Building CUDA bindings for Windows with jextract
Marco Hutter
panama at jcuda.org
Mon Feb 18 18:00:01 UTC 2019
Hello,
I used the latest early access build (2019/2/12) to generate
(experimental) bindings for CUDA on Windows with jextract. This was only
a basic test, but it worked quite well. I could create an example of a
GEMM computation with CUBLAS, the CUDA BLAS implementation. Further and
more sophisticated test may follow. I'll describe what I did to test
this, and below you'll find a list of possible issues (or at least
discussion points).
---------------------------------------------------------------------------
Some context: CUBLAS is a GPU-based BLAS library, built on top of CUDA.
In order to use CUBLAS, one needs some basic functions from CUDA, mainly
for the memory management. There are some further caveats, e.g. the
distinction between the "CUDA Runtime API" and the "CUDA Driver API", or
the difference between CUBLAS and CUBLAS_v2, but I'll omit some of these
details here. What's relevant: There are two library bindings involved.
One for the CUDA Runtime API, and one for CUBLAS itself.
I packed the jextract calls into .BAT files that can be run at the
standard Windows command prompt. Apologies for the odd, hard-coded paths
- this is also addressed in the issue list below.

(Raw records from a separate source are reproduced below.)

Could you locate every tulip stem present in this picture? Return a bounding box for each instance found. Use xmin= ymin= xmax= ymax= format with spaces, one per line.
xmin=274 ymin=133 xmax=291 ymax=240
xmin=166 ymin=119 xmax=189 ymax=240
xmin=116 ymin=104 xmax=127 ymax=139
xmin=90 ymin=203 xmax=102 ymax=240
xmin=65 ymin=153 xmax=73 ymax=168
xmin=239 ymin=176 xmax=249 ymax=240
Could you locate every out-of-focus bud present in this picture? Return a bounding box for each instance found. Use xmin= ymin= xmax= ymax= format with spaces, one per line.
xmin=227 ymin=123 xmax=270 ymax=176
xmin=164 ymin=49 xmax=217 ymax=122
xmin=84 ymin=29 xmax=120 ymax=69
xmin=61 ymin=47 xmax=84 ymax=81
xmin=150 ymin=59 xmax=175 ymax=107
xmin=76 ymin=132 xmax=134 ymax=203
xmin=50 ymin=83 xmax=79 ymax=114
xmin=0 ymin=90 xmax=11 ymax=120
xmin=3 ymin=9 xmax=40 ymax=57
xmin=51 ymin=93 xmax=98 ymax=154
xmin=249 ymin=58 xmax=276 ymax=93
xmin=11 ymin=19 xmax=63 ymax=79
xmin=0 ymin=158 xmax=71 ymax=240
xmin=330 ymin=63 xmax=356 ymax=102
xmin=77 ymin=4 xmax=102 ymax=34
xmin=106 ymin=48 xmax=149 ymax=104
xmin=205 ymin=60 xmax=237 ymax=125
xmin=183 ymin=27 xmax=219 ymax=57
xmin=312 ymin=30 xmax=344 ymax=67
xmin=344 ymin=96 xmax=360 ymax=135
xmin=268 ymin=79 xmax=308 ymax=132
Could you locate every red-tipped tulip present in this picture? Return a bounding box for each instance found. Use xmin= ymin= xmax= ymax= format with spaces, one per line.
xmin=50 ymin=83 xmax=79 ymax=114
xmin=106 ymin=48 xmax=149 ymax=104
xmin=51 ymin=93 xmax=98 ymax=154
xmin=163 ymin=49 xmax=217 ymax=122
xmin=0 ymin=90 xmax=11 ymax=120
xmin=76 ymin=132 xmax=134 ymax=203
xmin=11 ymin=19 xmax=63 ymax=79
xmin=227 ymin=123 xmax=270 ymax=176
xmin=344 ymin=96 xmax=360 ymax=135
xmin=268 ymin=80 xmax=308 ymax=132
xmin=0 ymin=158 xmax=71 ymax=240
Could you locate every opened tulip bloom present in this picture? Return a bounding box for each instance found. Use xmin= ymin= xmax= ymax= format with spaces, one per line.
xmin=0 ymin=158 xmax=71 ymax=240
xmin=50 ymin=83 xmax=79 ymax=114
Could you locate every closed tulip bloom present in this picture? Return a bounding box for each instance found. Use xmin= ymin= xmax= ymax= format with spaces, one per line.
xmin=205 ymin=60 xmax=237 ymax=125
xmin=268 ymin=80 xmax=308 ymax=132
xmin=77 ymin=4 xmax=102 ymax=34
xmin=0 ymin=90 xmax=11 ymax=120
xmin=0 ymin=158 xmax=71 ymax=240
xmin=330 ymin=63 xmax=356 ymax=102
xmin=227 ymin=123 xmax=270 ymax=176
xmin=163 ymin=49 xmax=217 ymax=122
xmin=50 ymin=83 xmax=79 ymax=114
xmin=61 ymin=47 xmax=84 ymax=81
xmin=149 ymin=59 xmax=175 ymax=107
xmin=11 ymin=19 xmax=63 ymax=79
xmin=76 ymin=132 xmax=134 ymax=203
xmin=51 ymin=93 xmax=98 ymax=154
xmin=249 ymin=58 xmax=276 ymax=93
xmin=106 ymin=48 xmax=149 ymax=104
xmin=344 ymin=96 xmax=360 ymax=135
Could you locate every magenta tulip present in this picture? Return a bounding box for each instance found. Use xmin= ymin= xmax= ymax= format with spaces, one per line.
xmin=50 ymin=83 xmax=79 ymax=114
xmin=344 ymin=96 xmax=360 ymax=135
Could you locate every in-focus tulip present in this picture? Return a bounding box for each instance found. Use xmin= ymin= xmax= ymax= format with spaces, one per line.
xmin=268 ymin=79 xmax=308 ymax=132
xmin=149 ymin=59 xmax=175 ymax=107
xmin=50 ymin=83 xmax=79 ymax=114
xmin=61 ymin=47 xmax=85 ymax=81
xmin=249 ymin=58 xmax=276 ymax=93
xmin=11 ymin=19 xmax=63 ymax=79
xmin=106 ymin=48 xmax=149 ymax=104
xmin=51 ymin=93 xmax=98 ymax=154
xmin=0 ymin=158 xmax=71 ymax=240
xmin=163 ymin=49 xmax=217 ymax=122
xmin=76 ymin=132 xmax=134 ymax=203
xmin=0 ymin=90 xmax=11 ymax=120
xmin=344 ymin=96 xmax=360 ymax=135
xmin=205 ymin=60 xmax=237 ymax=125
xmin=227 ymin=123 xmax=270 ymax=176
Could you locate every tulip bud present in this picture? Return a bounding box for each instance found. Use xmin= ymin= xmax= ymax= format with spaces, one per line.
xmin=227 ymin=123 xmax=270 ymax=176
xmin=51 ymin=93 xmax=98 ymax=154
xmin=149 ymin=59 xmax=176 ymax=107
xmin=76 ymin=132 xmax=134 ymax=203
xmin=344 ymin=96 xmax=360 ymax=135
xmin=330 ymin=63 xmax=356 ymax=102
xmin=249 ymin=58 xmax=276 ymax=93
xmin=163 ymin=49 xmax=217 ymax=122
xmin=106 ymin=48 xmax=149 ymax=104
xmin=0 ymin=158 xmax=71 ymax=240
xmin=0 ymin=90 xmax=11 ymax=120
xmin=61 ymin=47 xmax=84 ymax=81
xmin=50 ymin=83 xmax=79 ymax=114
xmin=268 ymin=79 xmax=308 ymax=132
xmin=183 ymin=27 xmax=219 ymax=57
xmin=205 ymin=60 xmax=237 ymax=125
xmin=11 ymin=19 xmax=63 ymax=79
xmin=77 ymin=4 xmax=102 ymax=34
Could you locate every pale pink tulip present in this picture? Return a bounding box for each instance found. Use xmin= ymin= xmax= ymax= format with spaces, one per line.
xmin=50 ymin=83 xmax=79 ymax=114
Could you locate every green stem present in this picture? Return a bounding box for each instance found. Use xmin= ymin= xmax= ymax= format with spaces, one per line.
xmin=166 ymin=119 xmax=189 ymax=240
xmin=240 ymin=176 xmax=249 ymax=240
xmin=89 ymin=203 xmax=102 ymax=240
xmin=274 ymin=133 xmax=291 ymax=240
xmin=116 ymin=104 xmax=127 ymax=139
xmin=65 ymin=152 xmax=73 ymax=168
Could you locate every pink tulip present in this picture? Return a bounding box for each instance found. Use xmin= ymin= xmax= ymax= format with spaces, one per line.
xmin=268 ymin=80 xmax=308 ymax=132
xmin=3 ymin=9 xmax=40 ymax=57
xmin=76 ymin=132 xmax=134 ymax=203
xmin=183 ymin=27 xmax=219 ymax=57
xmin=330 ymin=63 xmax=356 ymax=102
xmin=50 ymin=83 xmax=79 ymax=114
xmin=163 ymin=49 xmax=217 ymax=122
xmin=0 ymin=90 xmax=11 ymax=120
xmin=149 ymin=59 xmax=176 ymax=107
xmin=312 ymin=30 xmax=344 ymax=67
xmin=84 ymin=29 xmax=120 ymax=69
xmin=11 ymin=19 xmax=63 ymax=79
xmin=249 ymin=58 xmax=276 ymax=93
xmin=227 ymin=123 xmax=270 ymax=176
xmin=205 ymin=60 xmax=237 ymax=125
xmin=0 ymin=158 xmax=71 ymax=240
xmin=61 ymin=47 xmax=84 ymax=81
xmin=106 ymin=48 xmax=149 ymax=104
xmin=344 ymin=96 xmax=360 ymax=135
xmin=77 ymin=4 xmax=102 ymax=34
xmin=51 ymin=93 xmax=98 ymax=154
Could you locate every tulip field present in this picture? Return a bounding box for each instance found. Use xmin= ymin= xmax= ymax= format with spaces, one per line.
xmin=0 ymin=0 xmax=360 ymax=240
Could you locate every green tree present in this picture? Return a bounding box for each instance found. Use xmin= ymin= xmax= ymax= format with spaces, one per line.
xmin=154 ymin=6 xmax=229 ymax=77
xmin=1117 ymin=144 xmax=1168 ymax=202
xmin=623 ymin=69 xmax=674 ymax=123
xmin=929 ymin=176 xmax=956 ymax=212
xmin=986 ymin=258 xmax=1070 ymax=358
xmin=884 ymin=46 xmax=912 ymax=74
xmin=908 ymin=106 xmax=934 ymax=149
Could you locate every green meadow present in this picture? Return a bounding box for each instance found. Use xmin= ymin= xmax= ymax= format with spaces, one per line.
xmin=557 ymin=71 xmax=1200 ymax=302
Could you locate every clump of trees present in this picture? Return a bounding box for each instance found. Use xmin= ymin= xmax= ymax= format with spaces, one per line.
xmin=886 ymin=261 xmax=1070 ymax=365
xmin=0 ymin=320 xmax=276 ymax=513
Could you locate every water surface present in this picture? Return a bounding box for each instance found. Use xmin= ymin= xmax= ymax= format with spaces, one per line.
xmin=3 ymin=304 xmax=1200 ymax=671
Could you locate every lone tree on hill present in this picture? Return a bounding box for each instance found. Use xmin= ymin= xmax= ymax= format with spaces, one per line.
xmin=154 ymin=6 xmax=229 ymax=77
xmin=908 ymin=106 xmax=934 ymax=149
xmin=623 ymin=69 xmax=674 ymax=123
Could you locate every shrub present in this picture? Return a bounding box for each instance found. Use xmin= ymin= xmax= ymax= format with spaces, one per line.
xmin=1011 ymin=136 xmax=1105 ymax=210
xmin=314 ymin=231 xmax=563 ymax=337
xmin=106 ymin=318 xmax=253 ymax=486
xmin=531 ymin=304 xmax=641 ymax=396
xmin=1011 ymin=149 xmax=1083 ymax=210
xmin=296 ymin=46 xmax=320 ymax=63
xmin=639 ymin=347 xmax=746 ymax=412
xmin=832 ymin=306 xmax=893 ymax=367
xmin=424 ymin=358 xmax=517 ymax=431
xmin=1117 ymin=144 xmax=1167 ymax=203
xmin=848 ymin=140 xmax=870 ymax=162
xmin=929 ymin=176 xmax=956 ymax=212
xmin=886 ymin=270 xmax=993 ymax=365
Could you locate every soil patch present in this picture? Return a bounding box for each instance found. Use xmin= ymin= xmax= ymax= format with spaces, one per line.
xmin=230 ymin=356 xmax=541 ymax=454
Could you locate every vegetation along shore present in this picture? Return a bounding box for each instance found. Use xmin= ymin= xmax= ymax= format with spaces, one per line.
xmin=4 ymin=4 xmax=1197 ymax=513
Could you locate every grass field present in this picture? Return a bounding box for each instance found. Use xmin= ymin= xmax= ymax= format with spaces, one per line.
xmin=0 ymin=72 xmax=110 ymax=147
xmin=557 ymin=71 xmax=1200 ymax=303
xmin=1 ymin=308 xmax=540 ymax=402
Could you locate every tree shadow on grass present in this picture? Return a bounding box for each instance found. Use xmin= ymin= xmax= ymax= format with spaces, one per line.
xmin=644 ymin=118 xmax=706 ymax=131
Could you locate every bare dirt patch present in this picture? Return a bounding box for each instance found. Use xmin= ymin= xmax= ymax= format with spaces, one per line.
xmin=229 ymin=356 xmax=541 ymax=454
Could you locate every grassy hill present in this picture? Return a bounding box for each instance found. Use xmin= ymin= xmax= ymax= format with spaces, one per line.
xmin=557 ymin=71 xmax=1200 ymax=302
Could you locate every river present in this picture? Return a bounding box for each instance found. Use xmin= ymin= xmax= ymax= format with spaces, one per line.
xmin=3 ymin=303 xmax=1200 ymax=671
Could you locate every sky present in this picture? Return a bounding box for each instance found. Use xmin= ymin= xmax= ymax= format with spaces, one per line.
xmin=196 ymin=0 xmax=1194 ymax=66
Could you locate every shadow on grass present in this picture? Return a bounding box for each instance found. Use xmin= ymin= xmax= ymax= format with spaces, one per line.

The call for generating the CUDA Runtime API bindings:
jextract.exe^
-L "C:/Program Files/NVIDIA GPU Computing Toolkit/CUDA/v10.0/lib/x64/"^
-I "C:/Program Files/NVIDIA GPU Computing Toolkit/CUDA/v10.0/include"^
-l cudart64_100.dll^
-t org.jcuda.panama.cudart^
--record-library-path "C:/Program Files/NVIDIA GPU Computing
Toolkit/CUDA/v10.0/include/cuda_runtime.h"^
-o cudart.jar^
--log INFO
The call for generating the CUBLAS bindings:
jextract.exe^
-L "C:/Program Files/NVIDIA GPU Computing Toolkit/CUDA/v10.0/lib/x64/"^
-I "C:/Program Files/NVIDIA GPU Computing Toolkit/CUDA/v10.0/include"^
-l cublas64_100^
-t org.jcuda.panama.cublas^
--record-library-path "C:/Program Files/NVIDIA GPU Computing
Toolkit/CUDA/v10.0/include/cublas.h"^
-o cublas.jar^
--log INFO
With the resulting "cudart.jar" and "cublas.jar", it was possible to run
the basic tests from the attached file. (It's a bit unstructured and
thrown together, but should only show the basic usage).
A high-level description of doing a GEMM (matrix multiplication) with
CUBLAS is:
- Given are the matrices, as 1D Java float[] arrays
- CUDA: Allocate "device memory" (GPU memory) for the matrices
- CUDA: Copy the matrices from Java into the device memory
- CUBLAS: Perform the GEMM
- CUDA: Copy the result matrix from the device memory back to Java
- Profit
---------------------------------------------------------------------------
Issues/Discussion points:
1. There are the usual (minor) Windows-vs-Linux quirks.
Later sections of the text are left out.